Not until late that same evening did Glyn have an opportunity of investigating the mystery, for he had purposely refrained from making a confidant of Singh; so that it was after the latter was asleep that Glyn, rising softly, went over to the dressing-table and there lighted the chamber candle, which stood at the side of the looking-glass.

"Will it be too blurred?" he thought, and he held up in front of the mirror a piece of blotting-paper, and then started, for the occupant of the other bed stirred slightly, causing Glyn to step cautiously to the side of the sleeper.

"He won't wake," muttered Glyn, and he went back to the table and recommenced his task, to find that with the aid of reflection the written words on the spongy surface of the blotting-paper stood out fairly plain, though there was a break here and there.
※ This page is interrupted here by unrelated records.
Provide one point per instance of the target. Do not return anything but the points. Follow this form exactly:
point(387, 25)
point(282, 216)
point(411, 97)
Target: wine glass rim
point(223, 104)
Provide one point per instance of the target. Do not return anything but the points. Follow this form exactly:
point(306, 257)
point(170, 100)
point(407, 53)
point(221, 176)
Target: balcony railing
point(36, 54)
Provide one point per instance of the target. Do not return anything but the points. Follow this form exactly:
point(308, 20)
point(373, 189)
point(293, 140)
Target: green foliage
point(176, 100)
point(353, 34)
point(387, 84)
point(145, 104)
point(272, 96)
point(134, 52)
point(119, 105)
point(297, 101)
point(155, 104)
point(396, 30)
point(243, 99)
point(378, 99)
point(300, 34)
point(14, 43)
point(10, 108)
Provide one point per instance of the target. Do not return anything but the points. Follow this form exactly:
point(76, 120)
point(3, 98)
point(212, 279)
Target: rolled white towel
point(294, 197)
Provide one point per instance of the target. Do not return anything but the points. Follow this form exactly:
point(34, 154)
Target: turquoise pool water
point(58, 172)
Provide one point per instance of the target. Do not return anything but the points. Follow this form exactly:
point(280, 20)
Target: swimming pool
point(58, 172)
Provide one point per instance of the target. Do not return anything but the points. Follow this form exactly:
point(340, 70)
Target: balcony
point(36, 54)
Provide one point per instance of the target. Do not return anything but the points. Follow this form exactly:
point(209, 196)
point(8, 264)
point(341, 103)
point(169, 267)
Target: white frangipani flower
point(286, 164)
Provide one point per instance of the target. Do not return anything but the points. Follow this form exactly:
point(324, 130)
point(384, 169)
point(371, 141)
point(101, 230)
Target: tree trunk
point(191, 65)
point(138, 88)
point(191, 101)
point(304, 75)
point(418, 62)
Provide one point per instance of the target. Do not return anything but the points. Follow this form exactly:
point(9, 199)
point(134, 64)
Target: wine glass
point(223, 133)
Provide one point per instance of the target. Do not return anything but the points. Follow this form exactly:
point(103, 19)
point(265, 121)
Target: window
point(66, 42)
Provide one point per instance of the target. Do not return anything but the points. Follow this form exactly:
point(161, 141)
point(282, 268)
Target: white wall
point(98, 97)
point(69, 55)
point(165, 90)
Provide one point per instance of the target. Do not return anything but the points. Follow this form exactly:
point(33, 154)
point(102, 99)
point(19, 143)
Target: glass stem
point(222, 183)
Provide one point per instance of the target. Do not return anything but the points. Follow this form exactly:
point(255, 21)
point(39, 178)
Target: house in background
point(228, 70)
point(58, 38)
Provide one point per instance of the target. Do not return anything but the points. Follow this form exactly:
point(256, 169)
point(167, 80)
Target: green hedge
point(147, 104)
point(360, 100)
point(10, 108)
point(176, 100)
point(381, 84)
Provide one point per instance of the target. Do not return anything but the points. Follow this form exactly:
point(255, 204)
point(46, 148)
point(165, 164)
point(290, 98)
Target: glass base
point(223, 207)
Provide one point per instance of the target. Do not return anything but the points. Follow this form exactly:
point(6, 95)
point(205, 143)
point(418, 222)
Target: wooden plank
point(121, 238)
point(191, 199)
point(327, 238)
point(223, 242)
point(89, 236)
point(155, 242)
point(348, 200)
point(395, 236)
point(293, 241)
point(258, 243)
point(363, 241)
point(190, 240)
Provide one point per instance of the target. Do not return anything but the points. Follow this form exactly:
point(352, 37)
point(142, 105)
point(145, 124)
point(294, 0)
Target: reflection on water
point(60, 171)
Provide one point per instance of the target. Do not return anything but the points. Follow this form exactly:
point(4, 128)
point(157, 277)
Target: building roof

And this is what he read:

"_it was g----ern oo thev the princes_--"

Then there was a blurred line where the ink had run, with only a letter or two distinct at intervals. Then half a blank line, and then, very much blurred and obscure, more resembling a row of blots than so much writing:

"_e as idden--sum whare--for sertane_."

Another line all blotted and indistinct; then:

"_umble Suvvent,--Wun oo nose_."

Then a line in which so obscure and run were the letters that minutes had elapsed before the reader could make out what they meant:

"_toe the doktor_."

Glyn drew back from the glass as if stung, and then the question which came to him was who had written this abominable, ill-spelt accusation, evidently pointed at himself?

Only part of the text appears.